Nash, 57, initially wanted $50 million in damages after the chimp attacked her at owner Sandra Herold's home in Stamford, Connecticut.
Herold died in 2010 so the money will be awarded from her estate.
Nash, described as an assistant to Herold, lost her nose, ears, eyelids, lips and both hands in the attack. She was blinded and her face was lacerated.
Nash also had to undergo a face transplant and is now facing further surgery to have hand transplants.
Her brother, Michael Nash, filed the lawsuit in 2009. Nash now lives in a nursing home outside Boston and requires constant care and supervision.
According to her brother, the $4 million will only cover a small fraction of Nash's medical costs.
Brenden Leydon, a lawyer representing Herold's estate, said: "The case is resolved. I think it was a fair compromise on all sides."
Travis, who had appeared in Coca-Cola and Old Navy adverts, was shot dead when he tried to attack an officer when police arrived at the scene.
Nash was awarded $3.4 million in real estate, $331,000 in cash, $140,000 in machinery and equipment and $44,000 in vehicles.
A life of steak, lobster and ice cream
Before his death, Travis was Herold's constant companion and was fed steak, lobster and ice cream. He would eat at the table, and drink wine from a stemmed glass.
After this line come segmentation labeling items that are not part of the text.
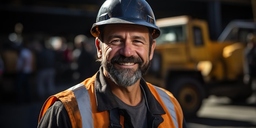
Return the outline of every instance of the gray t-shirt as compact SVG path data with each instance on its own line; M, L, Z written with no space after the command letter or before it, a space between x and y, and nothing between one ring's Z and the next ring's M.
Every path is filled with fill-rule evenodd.
M148 128L147 107L144 97L142 96L142 100L139 104L136 106L131 106L123 102L115 94L114 95L118 103L119 108L126 110L127 113L130 116L134 128Z

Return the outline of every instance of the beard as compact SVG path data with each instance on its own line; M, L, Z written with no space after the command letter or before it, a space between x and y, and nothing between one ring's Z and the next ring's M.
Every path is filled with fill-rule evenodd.
M139 67L137 69L135 70L130 68L119 68L114 66L115 63L137 63ZM113 82L118 86L126 87L135 84L147 72L150 63L148 61L143 63L142 60L138 57L126 57L119 55L114 56L110 62L106 59L102 59L101 65L106 70L108 76Z

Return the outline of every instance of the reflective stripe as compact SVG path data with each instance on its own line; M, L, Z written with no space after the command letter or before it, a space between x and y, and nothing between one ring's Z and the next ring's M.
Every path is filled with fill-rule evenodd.
M82 128L93 128L91 100L88 90L82 84L77 84L68 90L73 91L76 99L82 118Z
M157 87L155 86L155 88L158 92L161 98L163 101L164 101L164 103L165 106L167 108L169 113L171 114L171 116L173 119L173 121L175 125L175 127L178 128L177 117L176 115L176 112L175 112L175 109L174 109L174 105L173 103L173 102L172 102L171 99L170 99L170 97L166 92L159 89Z

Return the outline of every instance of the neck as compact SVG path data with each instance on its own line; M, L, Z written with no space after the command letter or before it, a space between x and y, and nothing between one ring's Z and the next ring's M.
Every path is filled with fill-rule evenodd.
M107 81L112 92L126 103L135 106L141 102L141 91L139 80L134 85L129 87L121 87L116 85L106 76Z

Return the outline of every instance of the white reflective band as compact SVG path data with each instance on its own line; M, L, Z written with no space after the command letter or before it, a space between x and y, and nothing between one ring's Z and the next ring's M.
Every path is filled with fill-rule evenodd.
M88 90L82 84L77 84L68 90L73 91L76 99L82 118L82 128L93 128L91 100Z
M167 108L169 113L171 114L171 116L173 119L173 121L174 123L175 128L178 128L178 123L177 122L177 117L176 115L176 112L175 112L175 110L174 109L174 105L173 102L172 102L169 95L167 94L166 92L162 90L159 89L157 87L155 86L155 88L156 89L158 94L160 95L161 98L162 99L165 105L165 106Z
The chimp could also use the toilet, bath and dress himself.
The attack took place after Nash visited Herold's house to help lure the 200lb chimp back home. Travis went beserk and ripped most of Nash's face off.
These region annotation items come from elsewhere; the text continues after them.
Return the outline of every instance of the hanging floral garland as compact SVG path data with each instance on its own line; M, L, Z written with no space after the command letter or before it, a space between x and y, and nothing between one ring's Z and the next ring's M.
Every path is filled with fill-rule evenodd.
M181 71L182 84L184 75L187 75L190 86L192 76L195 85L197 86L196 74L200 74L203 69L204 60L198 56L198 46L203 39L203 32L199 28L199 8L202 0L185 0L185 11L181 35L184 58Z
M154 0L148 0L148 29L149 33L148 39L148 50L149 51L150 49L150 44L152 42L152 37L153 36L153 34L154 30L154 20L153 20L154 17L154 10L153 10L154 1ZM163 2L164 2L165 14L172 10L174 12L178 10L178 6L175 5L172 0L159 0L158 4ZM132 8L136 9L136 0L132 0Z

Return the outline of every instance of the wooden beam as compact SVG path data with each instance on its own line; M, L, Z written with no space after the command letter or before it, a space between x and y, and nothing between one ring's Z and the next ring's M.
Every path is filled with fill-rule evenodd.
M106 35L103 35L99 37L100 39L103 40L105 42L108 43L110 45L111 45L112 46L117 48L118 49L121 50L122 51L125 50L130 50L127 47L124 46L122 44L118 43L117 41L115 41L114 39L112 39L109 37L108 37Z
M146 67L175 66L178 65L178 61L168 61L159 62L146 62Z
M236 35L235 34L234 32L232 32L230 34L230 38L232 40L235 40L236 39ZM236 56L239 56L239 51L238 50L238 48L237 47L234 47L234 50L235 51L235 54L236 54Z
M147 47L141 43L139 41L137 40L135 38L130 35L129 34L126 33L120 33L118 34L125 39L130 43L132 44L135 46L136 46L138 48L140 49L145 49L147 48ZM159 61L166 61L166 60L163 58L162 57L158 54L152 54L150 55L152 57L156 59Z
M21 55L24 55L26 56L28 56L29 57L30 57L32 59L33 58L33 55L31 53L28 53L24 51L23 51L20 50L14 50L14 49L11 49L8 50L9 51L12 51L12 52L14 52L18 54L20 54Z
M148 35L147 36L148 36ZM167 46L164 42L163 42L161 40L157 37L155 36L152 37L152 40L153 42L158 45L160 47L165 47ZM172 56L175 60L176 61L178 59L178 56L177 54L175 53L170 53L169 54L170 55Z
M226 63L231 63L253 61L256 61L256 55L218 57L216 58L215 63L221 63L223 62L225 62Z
A month after the attack, Nash's family sued Herold, claiming she was negligent and reckless.
They also said Herold knew Travis was dangerous but did not confine him in a secure area, and that she gave him medication which increased his violent behaviour.
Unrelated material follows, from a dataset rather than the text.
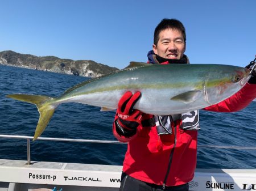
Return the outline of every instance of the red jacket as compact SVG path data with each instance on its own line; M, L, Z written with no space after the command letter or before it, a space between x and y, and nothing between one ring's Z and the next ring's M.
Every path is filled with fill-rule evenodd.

In 1996, Travis bit another woman on her hand and tried to drag her into a car. Two years later he bit a man's thumb.
Nash's family is now trying to sue the state for $150 million, but they are awaiting permission from the state claims commissioner.
Nash wants to sue the Department of Energy and Environmental Protection because she believes it was negligent for refusing to seize the animal before she was attacked, even though a state biologist warned the state that Travis was dangerous.
Speaking in August after a hearing with Claims Commissioner J Paul Vance Jr, Nash said: "I hope and pray that the commissioner will give me my day in court. And I also pray that I hope this never happens to anyone else again. It is not nice."